Double sorrows, ghosts,
are dragging their twanging memories
through our silent yard,
squawking, suffering, haunting.
So the sleeping hens
have been spooked and frightened away.

Better for us just to stay here quietly.
Mother said she wouldn’t be long.

We mustn’t be sad now.
Let’s go and look at our toy boats.
Mine is the prettiest of them all!
We’ll play with them the whole blessed day,
without fighting, as it should be:
they’re still in the pool, ready,
loaded up with sweet things for tomorrow,
ready for departure.

Let’s wait like this then, obediently,
not that we have any choice.
Let’s wait for them patiently,
for an apology from the two-faced grown-ups,
who are always ahead,
leaving us, the little ones, at home,
as if we couldn’t
as if we couldn’t also go away.

Aguedita, Nativa, Miguel?
I’m afraid of this punishment.
I call out, groping in the darkness,
searching through trial and error.
Surely they haven’t left me all alone,
in jail, doubled-up in pain.
Why am I the only prisoner?
The only condemned one!

Translation by Cynthia Lucy Stephens
Copyright © 2022

Commentary:

This haunting poem by the great Peruvian poet César Vallejo is about fear and loss. It expresses grief at the deaths of his brother Miguel followed by his mother, and the dreadful solitude following the break-up of his family and the end of his childhood. I see also the persecution and solitude later felt by Vallejo in his prison cell in Peru in 1920, held under never-proven charges, before he escaped on a boat to France and a life of exile.

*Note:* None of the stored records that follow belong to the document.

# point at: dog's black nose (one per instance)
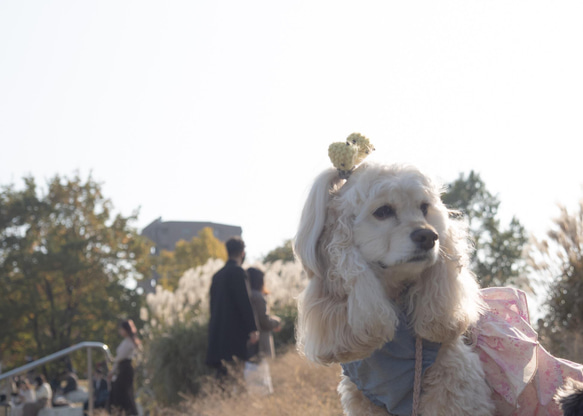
(424, 238)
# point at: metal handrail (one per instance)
(62, 353)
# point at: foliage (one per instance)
(300, 388)
(176, 361)
(64, 259)
(188, 254)
(498, 259)
(287, 336)
(559, 260)
(284, 253)
(176, 334)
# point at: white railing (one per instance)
(55, 356)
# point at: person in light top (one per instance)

I have tried to capture some of the multiple meanings echoing throughout this evocative poem. I divided the long sentence, in order to express double-edged meanings in the phrase “gangueando sus memorias / dobladoras penas”. “Gangueando” means “twanging” and “speaking through the nose”. I chose “squawking” because of the hens, but also because its discordant tones convey the difficulty of expressing painful memories. I focused on the active presence of the dead. “Penas” can mean “sorrows” or “souls of the dead” or “punishments”. “Dobladoras” could be “double”, “duplicitous”, or “doubled-over”, but I also wanted the sense of “doblar campanas”, to “toll”, or “doblar a muerto”, to “sound a death knell”, so as to connect with the blind bell-ringer Santiago from his childhood village.

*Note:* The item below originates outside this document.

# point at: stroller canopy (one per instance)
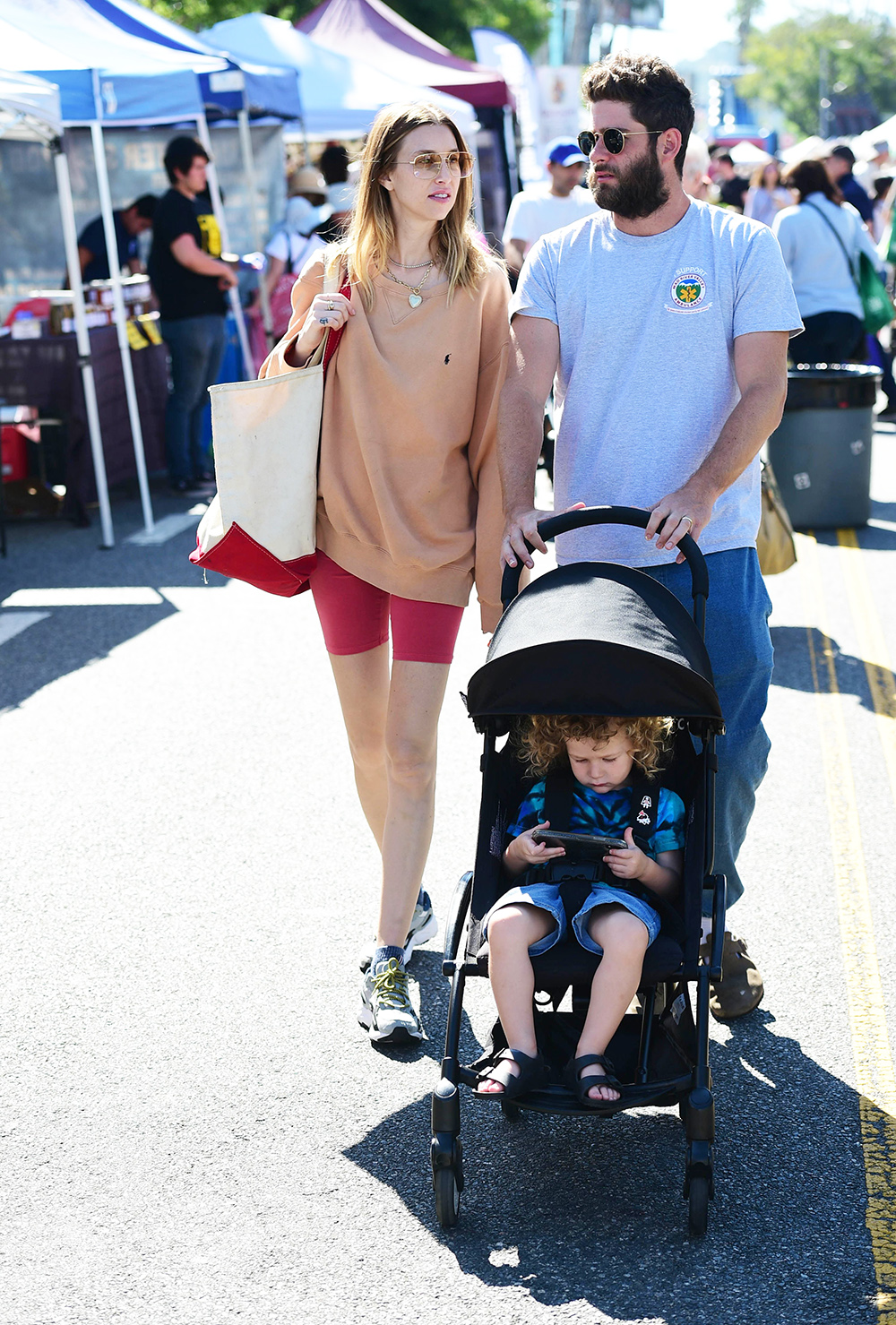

The souls of the dead follow the child and the man, as the child waits in the village for his parents to come home, and in the last stanza the man reaches out for his lost siblings in the jail. He is afraid, like the hens from his childhood yard; he fears he may be left alone forever in a prison cell. This is a poem about departures and people not coming back home. Perhaps also a fear of his own future exile can be glimpsed within the ambiguous connotations of this complex poem.

Cynthia Stephens is a member of the Chartered Institute of Linguists (MCIL), the Association of Hispanists of Great Britain and Ireland (AHGBI), and the Modern Humanities Research Association (MHRA). She studied English and Spanish at the University of Newcastle upon Tyne, graduating in 1978, and that is where she discovered the poetry of the great Peruvian poet César Vallejo. She has recently translated a chapter of the book César Vallejo’s Season in Hell, from Vallejo en los infiernos by Eduardo González Viaña, co-ordinated by Stephen M. Hart.